Mr O’Rourke is a member the NHSE Learning Disability and Autism Advisory Group, a Family and Friend representative for Learning Disability England, and a CeTR (Care, education and Treatment Reviews) Independent Reviewer.
He said: “As the brother of a 60-year-old man with a learning disability living in supported living, I can only imagine the pain inflicted again on the victims and their families by the pitiful and derisory sentencing of the Whorlton Hall abusers.
“Following the announcement of the sentences, social media is bulging with criticisms, with many expressing their anger, bitterness and concern at how a system can fail those who cannot defend themselves.
“To me, ‘closed cultures’ are no longer just the preserve of health and social care; it has permeated into the wider system including the judicial system. People like my brother now have targets on their back. Potential abusers and their employers will be emboldened by such weak sentences.”

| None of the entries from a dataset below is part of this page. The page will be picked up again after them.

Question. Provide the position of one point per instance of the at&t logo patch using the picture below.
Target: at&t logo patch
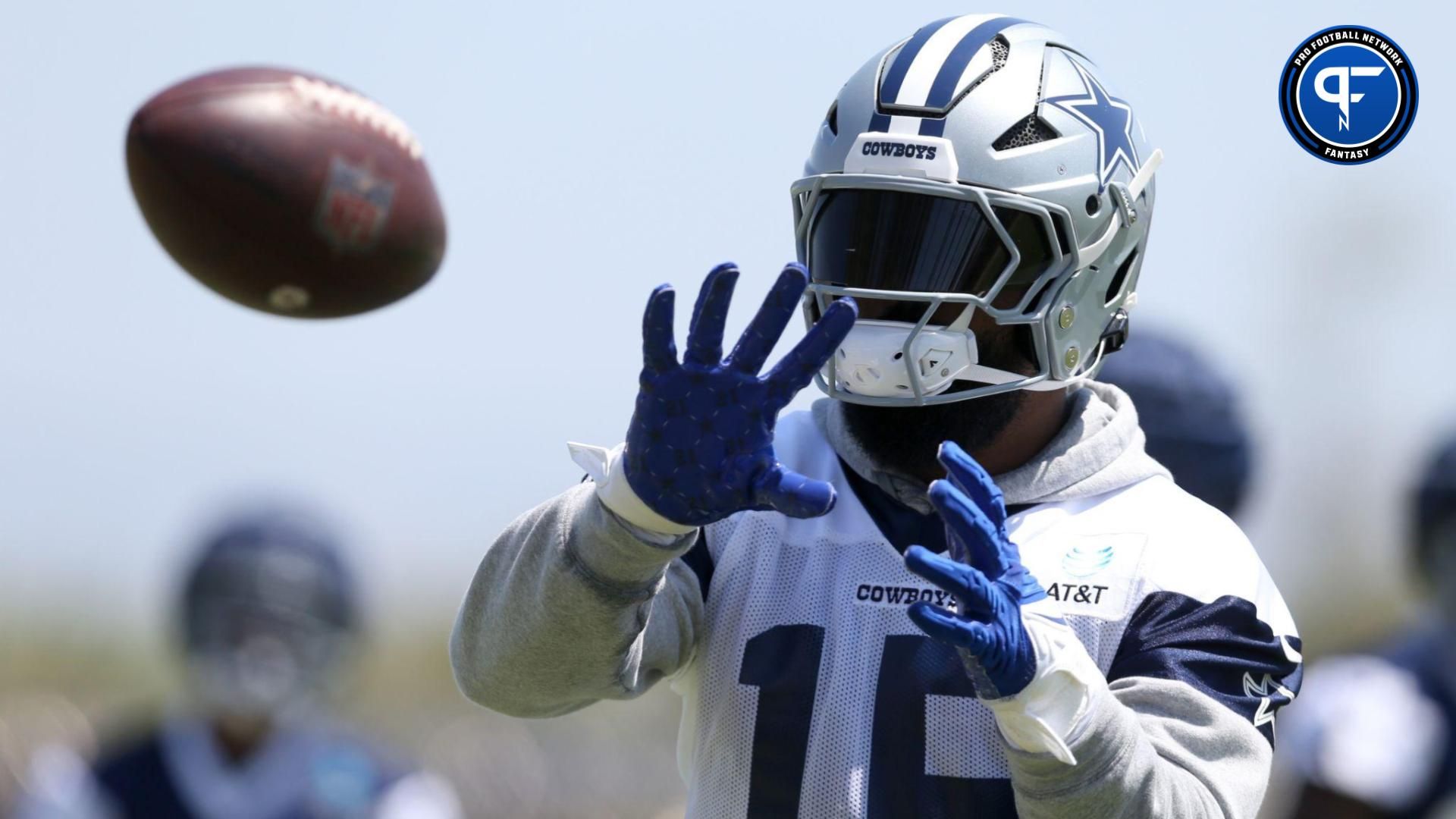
(1348, 95)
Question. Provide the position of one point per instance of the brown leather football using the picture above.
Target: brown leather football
(286, 193)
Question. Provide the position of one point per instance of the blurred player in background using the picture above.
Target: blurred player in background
(1190, 414)
(268, 614)
(1376, 738)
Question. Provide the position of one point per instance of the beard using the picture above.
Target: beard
(906, 439)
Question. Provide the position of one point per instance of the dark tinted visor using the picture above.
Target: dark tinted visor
(919, 242)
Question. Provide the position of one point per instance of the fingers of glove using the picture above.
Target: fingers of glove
(797, 369)
(965, 522)
(705, 331)
(792, 494)
(973, 480)
(967, 583)
(658, 349)
(946, 627)
(767, 324)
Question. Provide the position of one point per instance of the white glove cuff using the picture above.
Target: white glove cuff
(1049, 714)
(607, 469)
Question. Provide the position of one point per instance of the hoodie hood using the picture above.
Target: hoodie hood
(1098, 450)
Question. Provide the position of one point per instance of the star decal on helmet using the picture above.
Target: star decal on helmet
(1109, 117)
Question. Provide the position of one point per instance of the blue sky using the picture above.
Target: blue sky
(584, 153)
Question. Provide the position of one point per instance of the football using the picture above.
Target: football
(286, 193)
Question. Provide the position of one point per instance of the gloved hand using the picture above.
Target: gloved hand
(701, 442)
(1022, 657)
(984, 573)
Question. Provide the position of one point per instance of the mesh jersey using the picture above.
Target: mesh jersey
(813, 692)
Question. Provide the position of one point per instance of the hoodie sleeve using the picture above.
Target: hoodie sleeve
(571, 605)
(1185, 725)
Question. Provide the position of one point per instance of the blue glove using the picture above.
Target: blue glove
(701, 442)
(986, 576)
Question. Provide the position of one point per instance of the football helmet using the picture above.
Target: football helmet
(984, 164)
(267, 611)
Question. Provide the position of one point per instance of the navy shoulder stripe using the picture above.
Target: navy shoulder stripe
(701, 561)
(1220, 649)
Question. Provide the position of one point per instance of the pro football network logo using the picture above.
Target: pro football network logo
(1348, 95)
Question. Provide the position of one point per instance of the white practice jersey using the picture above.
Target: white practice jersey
(813, 694)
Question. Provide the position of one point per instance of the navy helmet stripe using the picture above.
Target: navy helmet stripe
(944, 86)
(896, 76)
(932, 127)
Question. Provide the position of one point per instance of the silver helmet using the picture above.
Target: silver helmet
(981, 162)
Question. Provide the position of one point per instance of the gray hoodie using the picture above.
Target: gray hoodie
(571, 605)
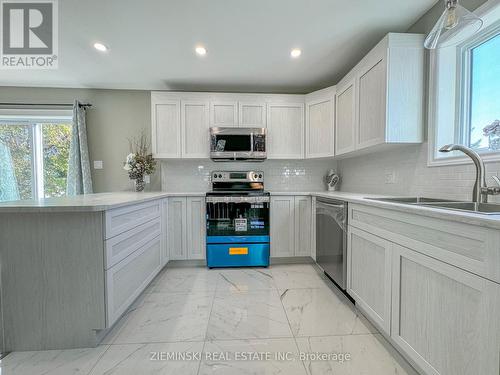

The campaign group Rightful Lives has also criticised the sentencing, saying it provides no justice for those who were abused who will not be subject to a “life sentence of trauma”.
The #WhorltonHall Four.
Convicted of abusing people with learning disabilities and autistic people.
Yet they only received suspended prison sentences.
— Rightful Lives (@RightfulLives) January 22, 2024
Mr O’Rourke says such atrocities should be dealt with long before they reach the judicial system. He is also calling for the registration of all social care staff in order to prevent more abuse from happening in the future.
“We need an effective inspection and whistleblowing system, and a sufficient social care budget and plan that will recruit, train and retain highly motivated and caring staff,” he said.
Barbara Keeley, Labour MP for Worsley & Eccles South says the sentences are “appalling” and has urged the Attorney General to challenge them.
Tim Nicholls, Head of Influencing and Research at NAS, said: “The abuse of autistic people and people with learning disabilities in this case is absolutely horrific.
“The court has heard powerful testimony about how this still impacts the lives of Whorlton Hall’s victims, day in, day out. No sentence will take away their trauma, but many people rightly believe that this isn’t enough.
“We’re thinking of those who were callously abused in Whorlton Hall’s supposed care, and their families and carers, who have bravely made clear the devastating and long-lasting impact it continues to have on their lives.”